О пантопическом и панхроническом концептуальном явлении, отражающем универсальные явления культурных процессов, говорит Й. еан Лейвен-Турновцова [2000], анализируя распространение нескольких закрепленных культурно-семантических концептуальных оппозиций, действующих в лексике и культурной практике языков европейского ареала (это, например, такие оппозиции как кривое - прямое, движение - состояние, беспорядок - порядок, левое - правое и ДР-) Интересные для нас результаты были получены в ходе исследований по фоносемантике [см. Воронин 1982, Журавлев 1972, Журавлев 1974, Журавлев 1991, Балаш 1999]. В рамках этих исследований на основе изучения символического значения звуков речи экспериментальным психометрическим методом была построена модель фонетического значения.

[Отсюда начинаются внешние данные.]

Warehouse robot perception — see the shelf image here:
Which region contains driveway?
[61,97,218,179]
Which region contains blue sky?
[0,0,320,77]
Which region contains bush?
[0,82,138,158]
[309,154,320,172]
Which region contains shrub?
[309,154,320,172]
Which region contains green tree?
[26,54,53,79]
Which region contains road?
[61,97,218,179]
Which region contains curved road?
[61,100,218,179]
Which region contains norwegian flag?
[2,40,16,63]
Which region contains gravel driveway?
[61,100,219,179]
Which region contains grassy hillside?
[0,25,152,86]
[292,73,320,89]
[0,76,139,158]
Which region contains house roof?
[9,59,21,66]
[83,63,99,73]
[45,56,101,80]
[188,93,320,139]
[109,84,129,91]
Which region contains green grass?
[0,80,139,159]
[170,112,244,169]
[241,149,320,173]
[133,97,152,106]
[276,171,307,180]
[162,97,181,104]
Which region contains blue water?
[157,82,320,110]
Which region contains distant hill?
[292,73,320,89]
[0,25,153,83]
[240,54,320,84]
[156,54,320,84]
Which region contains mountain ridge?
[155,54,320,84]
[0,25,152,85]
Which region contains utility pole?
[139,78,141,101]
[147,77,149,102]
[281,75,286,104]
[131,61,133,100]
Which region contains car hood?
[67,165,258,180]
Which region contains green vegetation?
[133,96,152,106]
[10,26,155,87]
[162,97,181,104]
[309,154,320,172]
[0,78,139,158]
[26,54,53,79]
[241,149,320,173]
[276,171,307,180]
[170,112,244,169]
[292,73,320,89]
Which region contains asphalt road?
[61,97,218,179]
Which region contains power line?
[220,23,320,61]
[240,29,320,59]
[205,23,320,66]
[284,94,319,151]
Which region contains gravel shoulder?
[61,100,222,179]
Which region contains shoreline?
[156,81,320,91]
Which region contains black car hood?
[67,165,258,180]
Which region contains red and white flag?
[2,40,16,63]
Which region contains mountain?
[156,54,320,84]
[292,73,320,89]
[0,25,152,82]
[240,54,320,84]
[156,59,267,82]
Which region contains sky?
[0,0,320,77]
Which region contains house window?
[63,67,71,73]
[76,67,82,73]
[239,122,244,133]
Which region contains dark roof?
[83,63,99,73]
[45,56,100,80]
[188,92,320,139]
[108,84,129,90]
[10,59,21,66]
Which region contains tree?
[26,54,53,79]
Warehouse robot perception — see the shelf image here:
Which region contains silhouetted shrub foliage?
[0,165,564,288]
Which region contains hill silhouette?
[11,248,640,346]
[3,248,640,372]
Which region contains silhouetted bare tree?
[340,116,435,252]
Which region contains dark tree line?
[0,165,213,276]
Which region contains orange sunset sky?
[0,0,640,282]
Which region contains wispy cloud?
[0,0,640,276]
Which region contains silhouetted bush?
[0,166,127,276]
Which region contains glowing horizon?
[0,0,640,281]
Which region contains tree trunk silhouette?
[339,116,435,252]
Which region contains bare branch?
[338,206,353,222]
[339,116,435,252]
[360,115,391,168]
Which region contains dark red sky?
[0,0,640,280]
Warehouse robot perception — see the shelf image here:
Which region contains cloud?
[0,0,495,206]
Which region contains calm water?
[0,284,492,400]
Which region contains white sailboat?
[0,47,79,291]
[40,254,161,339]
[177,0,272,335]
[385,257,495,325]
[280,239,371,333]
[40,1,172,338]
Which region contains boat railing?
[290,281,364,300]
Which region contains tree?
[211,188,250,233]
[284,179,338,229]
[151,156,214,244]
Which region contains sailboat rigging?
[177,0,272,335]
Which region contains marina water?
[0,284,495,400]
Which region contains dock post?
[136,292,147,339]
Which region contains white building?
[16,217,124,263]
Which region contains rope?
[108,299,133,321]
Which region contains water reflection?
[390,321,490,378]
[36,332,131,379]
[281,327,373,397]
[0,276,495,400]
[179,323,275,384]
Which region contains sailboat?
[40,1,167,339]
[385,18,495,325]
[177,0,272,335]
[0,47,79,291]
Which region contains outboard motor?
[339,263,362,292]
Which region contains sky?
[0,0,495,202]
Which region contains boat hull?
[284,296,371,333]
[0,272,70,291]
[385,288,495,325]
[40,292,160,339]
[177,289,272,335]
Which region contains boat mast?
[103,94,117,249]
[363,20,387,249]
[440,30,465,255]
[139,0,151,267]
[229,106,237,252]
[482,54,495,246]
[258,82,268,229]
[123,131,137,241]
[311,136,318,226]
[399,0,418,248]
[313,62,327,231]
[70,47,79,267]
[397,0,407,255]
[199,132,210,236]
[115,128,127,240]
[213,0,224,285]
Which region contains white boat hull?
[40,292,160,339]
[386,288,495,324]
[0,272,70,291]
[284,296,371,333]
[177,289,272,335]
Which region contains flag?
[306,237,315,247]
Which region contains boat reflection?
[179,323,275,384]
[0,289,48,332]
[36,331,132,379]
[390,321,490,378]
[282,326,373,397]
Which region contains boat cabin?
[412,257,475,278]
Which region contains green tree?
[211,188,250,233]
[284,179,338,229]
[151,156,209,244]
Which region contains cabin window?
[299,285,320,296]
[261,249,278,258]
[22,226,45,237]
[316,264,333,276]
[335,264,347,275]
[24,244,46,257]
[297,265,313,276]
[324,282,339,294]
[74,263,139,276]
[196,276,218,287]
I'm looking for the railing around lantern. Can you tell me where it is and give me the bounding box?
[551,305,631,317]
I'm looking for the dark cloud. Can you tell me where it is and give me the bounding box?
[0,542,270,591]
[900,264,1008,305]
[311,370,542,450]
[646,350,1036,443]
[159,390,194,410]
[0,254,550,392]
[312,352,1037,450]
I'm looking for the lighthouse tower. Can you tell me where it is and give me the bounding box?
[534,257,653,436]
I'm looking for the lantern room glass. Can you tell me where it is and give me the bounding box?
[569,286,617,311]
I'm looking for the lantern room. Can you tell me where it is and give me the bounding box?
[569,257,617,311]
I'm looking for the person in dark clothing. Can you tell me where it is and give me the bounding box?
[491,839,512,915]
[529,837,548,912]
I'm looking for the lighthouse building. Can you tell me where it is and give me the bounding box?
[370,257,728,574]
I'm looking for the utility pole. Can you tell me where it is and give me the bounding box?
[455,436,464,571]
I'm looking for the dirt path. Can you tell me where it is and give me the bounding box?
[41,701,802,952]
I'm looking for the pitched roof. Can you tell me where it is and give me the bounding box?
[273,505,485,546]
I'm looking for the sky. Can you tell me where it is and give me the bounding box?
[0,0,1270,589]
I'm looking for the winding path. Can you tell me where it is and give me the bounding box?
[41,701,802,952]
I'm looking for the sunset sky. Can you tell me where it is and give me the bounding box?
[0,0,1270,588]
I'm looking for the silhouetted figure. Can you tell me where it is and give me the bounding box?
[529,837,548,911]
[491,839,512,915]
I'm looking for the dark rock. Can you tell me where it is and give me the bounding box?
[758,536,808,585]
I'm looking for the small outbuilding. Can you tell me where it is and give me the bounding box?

В [Журавлев 1974:46-49] представлено символическое значение русских звуков в следующих 25 признаковых шкалах: 1) хороший - плохой; 2) большой - маленький; 3) нежный - грубый; 4) женственный - мужественный; 5) светлый - темный; 6) активный - пассивный; 7) простой - сложный; 8) сильный - слабый; 9) горячий - холодный; 10) быстрый - медленный; 11) красивый - отталкивающий 12) гладкий - шероховатый; 13) легкий - тяжелый; 14) веселый - грустный; 15) безопасный - страшный; 16) величественный - низменный; 17) яркий - тусклый; 18) округлый - угловатый; 19) радостный - печальный; 20) громкий - тихий; 21) длинный - короткий; 22) храбрый - трусливый; 23) добрый - злой; 24) могучий - хилый; 25) подвижный - медлительный.
Нетрудно видеть схожесть этих признаковых шкал и рядов Разлад и Лад вплоть до полного совпадения некоторых пар оппозиций. Это позволяет создать конкретный механизм, позволяющий вербали-зировать элементы Лада, в том числе и на фонетическом уровне, путем подбора отдельных слов или составления связных текстов, которые имеют заданный фоносемантический рисунок, поддерживающий переход от Разлада к Ладу.
Результаты исследований по фоносемантике позволяют автоматизировать процесс определения всего спектра фоносемантических характеристик отдельных слов и связных текстов с помощью компьютерных программ [об одной из таких программ - Диатон (DiaTone) -см. Романов, Черепанова 1998:180-195]. Использование таких программ позволяет отбирать тексты, обладающие наибольшим потенциалом Лада с фоносемантической точки зрения, которые затем могут быть использованы в практике вербального утешения.
Таким образом, можно предположить, что противопоставление метасмыслов Лада и Разлада коренится в сути человеческого бытия, а сами Лад и Разлад являются некими его крайними точками - полюсами.